In Cheltenham's case, we could perhaps interpret their hammering by Oxford City as a disrespectful capitulation of the distinctly 'johnny-big-bollocks' type. Alternatively, it could have been a demonstration of a deeper understanding of the competition in the way the Altrincham fan suggests.
In contrast, the words 'johnny-big-bollocks' and 'Forest Green' sort of magnetically repel, although the greenies certainly made their intentions clear by making nine changes before their Trophy defeat to Havant & Waterlooville. Such an act seems a little presumptuous for a team who have never in their history risen beyond the rather modest reach of the Trophy. I would suggest they were taken down a peg for that, had they ever been up a peg in the first place.
So far Town, the competition's last remaining behemoth, have gone against the spirit of the thing by staying in. And so tomorrow we try to shuffle a little closer to a season-extending Wembley date when we take on Havant & Waterlooville at Blundell Park. Unusually, this is not a novel fixture, a ten-man Town having brushed them aside 4-0, again in the Trophy, in the run-up to Christmas 2012. You may remember Havant & Waterlooville for no other reason than they romped to defeat in a fetching cerise. Even our most superstitious fan would say openly that we are expecting to win tomorrow, and hope that their away kit is a touch less eye-catching.
Hopefully, and I mean that, we'll be comfortably ahead by the closing stages of the game.
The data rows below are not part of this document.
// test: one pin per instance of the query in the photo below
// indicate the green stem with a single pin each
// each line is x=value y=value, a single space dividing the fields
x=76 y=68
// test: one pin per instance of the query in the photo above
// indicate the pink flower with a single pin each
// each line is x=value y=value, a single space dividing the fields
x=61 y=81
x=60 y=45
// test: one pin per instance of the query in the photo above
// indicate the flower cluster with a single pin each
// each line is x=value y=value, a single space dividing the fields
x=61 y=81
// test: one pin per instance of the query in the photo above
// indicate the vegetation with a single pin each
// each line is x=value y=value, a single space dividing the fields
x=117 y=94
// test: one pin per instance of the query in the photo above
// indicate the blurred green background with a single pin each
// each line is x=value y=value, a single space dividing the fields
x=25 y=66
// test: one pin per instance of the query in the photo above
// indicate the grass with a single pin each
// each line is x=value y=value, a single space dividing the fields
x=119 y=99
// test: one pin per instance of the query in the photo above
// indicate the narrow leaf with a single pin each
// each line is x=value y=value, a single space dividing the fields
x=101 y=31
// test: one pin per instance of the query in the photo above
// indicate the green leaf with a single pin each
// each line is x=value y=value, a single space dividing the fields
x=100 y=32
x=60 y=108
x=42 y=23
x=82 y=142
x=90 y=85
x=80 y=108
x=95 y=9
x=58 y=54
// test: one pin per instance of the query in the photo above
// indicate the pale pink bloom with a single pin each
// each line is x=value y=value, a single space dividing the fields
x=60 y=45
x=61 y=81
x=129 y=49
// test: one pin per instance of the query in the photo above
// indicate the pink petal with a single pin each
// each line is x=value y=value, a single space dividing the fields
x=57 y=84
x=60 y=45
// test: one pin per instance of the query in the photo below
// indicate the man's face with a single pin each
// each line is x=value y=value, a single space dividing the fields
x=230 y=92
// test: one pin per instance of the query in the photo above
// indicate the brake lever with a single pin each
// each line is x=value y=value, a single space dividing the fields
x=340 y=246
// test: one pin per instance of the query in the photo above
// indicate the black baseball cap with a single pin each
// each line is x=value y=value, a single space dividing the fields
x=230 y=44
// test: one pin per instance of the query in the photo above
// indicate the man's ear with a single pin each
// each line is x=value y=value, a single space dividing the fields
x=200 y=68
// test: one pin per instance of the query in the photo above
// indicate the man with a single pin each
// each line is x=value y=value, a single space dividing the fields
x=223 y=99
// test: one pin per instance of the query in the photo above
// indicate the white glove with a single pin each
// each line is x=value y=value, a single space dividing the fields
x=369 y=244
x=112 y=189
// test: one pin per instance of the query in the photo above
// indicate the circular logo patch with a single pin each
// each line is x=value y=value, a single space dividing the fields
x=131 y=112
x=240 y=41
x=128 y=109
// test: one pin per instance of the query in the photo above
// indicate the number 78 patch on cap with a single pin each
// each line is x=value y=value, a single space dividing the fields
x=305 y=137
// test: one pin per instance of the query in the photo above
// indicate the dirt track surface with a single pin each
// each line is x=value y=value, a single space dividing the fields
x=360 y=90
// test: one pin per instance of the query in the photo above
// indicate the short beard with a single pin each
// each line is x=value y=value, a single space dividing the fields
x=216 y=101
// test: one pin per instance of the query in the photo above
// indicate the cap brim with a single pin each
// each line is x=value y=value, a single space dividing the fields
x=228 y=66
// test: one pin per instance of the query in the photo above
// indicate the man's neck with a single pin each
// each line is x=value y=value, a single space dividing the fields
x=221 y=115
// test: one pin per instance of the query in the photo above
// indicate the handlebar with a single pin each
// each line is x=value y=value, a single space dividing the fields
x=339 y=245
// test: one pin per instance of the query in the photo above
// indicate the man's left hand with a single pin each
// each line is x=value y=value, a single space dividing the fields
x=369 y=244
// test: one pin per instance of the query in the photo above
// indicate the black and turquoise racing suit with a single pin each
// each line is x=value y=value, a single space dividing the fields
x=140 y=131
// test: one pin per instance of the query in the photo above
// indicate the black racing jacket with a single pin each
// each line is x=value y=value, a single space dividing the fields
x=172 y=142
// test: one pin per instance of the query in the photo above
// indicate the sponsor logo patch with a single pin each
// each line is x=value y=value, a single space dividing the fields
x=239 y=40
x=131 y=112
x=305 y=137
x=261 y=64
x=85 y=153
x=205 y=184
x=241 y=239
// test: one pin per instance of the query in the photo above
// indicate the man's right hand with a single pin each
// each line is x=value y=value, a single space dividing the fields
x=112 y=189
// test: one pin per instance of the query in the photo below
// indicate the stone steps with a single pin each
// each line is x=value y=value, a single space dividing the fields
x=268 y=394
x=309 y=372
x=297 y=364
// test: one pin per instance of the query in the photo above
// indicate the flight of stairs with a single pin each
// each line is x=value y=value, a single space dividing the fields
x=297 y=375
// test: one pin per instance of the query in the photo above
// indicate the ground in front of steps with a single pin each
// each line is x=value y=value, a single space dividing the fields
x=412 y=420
But as Havant & Waterlooville's Westleigh Park is a mere nine-hour, 494-mile round trip, if we're drawing with a minute to go, then for God's sake can we just not-so-subtly scythe someone down in the box. You watch. Knowing how shit the refs are at this level, they probably won't give the penalty.
For us, Evan Horwood may debut at left-back. Dominic Vose turns out for Scunthorpe, making up in pay what he lacks in imagination. Tosser. As for the rest, well, it shouldn't matter, should it.
Other news – Bromley have sacked manager Mark Goldberg ahead of Town's visit on Tuesday, and all Conference games on the final day of the season (so, Tranmere away for us) will kick off at 5:30. UTM!